Friday 12 October 2012

Microsoft OneNote – Why haven’t I discovered this before?

One of the bugbears of researching online is the inability to easily store information for rapid retrieval. I tried simply adding internet shortcuts to my browser – but the list simply got out of hand, I tried the e-version of those little sticky notes, but they weren’t really that flexible, I’ve even tried writing things down – but in truth I prefer writing for catching my thoughts, not recording randomly accessed detailed information.

And then I discovered OneNote! Not sure how – I’ve had it since I installed Office 2010 – but never really thought about it until in an idle moment I clicked on the icon, and the potential for ordering my rather messy life suddenly struck me. So what is it?

In brief terms it seems like magic. Open it and you get a blank page that you can paste things into, write on, even draw on.

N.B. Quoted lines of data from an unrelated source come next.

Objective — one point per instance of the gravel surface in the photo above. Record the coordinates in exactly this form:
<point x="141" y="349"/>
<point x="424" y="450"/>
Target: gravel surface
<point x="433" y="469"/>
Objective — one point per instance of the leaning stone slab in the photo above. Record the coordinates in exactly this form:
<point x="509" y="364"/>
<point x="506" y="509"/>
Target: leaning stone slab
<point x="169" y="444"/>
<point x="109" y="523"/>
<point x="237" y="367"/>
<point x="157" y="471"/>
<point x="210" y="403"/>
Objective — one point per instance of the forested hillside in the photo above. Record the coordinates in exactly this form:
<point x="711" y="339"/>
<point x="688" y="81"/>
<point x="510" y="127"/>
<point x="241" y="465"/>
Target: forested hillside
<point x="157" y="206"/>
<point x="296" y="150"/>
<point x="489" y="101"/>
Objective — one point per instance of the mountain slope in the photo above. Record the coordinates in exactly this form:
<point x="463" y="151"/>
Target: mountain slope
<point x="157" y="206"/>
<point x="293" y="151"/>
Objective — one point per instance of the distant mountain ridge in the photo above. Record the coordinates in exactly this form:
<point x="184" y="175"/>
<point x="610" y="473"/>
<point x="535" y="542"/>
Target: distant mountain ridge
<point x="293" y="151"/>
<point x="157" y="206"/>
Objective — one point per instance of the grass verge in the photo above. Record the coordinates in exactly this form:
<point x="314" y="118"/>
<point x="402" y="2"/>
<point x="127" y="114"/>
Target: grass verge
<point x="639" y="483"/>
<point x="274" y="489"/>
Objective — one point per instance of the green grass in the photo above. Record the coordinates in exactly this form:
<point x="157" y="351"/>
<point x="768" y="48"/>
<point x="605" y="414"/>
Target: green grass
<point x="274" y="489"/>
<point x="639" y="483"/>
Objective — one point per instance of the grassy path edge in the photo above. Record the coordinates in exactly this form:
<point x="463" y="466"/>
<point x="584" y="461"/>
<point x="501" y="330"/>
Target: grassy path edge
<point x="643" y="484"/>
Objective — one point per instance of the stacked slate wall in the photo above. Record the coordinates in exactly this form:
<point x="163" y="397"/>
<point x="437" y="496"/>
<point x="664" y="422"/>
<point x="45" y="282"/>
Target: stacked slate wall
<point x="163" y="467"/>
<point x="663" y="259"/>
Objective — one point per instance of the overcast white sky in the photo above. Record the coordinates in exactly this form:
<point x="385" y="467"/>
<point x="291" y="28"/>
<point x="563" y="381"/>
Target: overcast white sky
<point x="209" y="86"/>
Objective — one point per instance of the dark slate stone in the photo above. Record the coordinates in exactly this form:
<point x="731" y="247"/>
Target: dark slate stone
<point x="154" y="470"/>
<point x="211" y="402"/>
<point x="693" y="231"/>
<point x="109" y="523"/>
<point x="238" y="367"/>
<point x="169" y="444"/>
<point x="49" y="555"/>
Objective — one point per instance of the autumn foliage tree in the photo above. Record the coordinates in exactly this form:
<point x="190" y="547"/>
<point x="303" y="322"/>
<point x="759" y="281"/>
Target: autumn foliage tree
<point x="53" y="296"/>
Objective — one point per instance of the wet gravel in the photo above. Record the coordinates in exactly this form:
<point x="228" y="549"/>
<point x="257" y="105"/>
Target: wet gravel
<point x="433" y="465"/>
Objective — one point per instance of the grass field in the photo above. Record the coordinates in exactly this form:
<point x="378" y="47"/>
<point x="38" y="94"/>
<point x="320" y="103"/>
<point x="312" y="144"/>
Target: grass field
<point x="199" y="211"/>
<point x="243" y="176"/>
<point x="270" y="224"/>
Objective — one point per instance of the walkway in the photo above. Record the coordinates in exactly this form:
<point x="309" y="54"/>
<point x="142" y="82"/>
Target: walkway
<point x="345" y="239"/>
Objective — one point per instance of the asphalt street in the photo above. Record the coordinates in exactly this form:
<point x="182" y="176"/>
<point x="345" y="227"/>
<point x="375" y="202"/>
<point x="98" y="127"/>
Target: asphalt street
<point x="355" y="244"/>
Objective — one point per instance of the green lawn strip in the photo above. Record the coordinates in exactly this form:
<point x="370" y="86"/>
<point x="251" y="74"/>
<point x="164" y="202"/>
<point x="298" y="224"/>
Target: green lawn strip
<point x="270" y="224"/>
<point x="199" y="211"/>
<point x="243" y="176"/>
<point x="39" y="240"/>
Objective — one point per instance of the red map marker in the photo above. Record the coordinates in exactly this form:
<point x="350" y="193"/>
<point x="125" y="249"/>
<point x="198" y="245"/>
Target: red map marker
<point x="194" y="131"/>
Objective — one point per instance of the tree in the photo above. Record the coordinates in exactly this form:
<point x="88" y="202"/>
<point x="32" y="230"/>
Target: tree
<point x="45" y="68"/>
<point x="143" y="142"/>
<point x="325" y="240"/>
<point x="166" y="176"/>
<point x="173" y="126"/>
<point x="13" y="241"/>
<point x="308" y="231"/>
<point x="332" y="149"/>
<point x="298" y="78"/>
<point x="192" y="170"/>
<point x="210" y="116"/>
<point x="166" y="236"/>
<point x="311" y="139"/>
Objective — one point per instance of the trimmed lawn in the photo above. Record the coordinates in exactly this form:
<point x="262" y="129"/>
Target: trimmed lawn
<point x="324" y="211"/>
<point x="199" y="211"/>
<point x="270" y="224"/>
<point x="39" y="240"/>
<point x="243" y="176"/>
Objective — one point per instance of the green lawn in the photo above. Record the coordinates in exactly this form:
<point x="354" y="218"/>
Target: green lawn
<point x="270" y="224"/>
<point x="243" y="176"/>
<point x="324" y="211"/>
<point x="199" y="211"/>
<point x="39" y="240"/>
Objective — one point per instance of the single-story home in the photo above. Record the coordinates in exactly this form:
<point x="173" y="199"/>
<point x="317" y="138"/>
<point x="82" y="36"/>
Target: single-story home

It automatically saves these things as you go so you don’t even have to worry about the save key! But it gets better. You can organise the pages into sections, the sections into chapters (or section groups as Microsoft prefers to call them) and the section groups into Notebooks. If you don’t get it right first time you can move them around – even copy pages and sections to new Notebooks. It’s a quickly accessible and easily reconfigured filing system sitting neatly on the bottom right of my screen.

Beyond the basics it does a host of other useful things:

  • If you sign up for Microsoft's SkyDrive you can save your Notebook there by default – so it’s accessible from any computer with OneNote installed. Surprise, surprise I now have a version on my laptop. It synchronises automatically on opening and as you work.
  • It installs itself as a printer on your system, so any document you can print can be stored as a page in the relevant Notebook – e-mails from tutors, forum posts, webpages – whatever.
  • You can write anywhere on the page – unlike Word or similar – so you can make notes and doodles over your images if that’s what you want.
  • You can cut and paste, or drag and drop from documents and folders. And do character recognition on image documents.
  • You can add tags to pages to make searching easy.
  • You can put a OneNote app on your phone and send images to it from your camera phone – instant field notes.
  • You can capture screen clips (from Google Earth for example) and audio/video files from your webcam.
  • You can e-mail pages – as e-mails or as attachments and you can send pages to a blog.
  • You can output Notebooks, sections or pages as pdf files, word documents and several other file types meaning you can provide them to your tutor in their preferred format, and add them to your learning log or blog as you see fit.

I’m sure there are more but you get the picture. I now have a Landscape Notebook handily divided into Section Groups by assignment, with additional section groups for key material (assessment criteria and reading lists for example), photographers I’m researching (it makes recording webpages and the like so much easier) and areas that interest me such as road photography and the seasonal symbolism in Japanese paintings and haiku. And most handy of all it’s available on all my computers so I can make better use of the time I have to spend in those business hotels.

If it’s installed on your computer and you’ve not tried it I can only say “Give it a go!” You might be surprised just how useful it is. I’ve even used it to pull together all the online booking forms and confirmations for my trip to the Tate in a couple of months.

1 comment:

  1. Read it—and going to look at it! Thanks for taking the time on the forum to point me here!